Florent, très tôt, était convaincu que l’agroalimentaire (sans doute un mot savant pour rebaptiser la production d’alimentation pour les êtres humains) ne satisfaisant ni le producteur ni le consommateur, tant par la qualité proposée que par les prix d’achat ou de vente imposés, aboutirait à une crise.
En 2008, l’actualité ne lui a pas donné tort.
Bien entendu, sans intention de refaire le monde comme certains rêveurs, sans rejeter le modernisme, son raisonnement basé sur le bon sens était que les consommateurs chercheraient à retrouver le goût des produits régionaux simples et sains, qu’ils se rapprocheraient de ceux qui les produisent, les Paysans agriculteurs entre autre, les seuls à pouvoir garantir une qualité non par des étiquettes codées, des emballages racoleurs ou de la publicité coûteuse, mais par
— un travail respectueux de l’environnement et des hommes
— l’information et la proximité avec les consommateurs
— l’établissement d’une confiance mutuelle
En fait, il souhaitait que les consommateurs connaissent, reconnaissent (enfin !) le travail de ceux qui sont chargés de les nourrir en leur payant le prix juste des produits de qualité, exigeant plus de travail que d’investissements : serres, produits de traitements (même bio !), matériel sophistiqué, etc.
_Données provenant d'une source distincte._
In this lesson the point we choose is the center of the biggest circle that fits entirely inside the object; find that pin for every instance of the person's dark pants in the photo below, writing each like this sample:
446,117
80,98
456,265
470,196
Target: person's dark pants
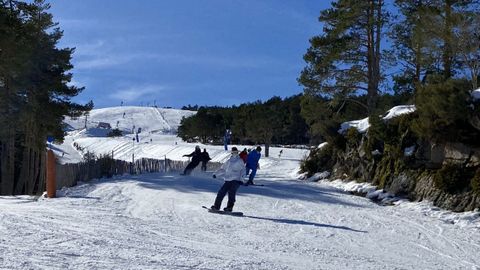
190,167
204,166
252,174
231,188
Ceci devant influencer le prix de vente, plutôt payer une main d’œuvre courageuse !
Il souhaite également et autant que possible garder la maîtrise de la vente de ses produits, ne pas être qu’un maillon d’une « chaîne » (même alimentaire !).
Aujourd’hui il pense que la qualité doit être accessible matériellement et financièrement à tous ceux qui veulent :
- améliorer leur alimentation en modifiant leurs habitudes de consommation
- faire découvrir à leurs enfants les couleurs, les formes, l’odeur, (le nom même parfois !) et bien sûr le goût des légumes de saison cultivés traditionnellement.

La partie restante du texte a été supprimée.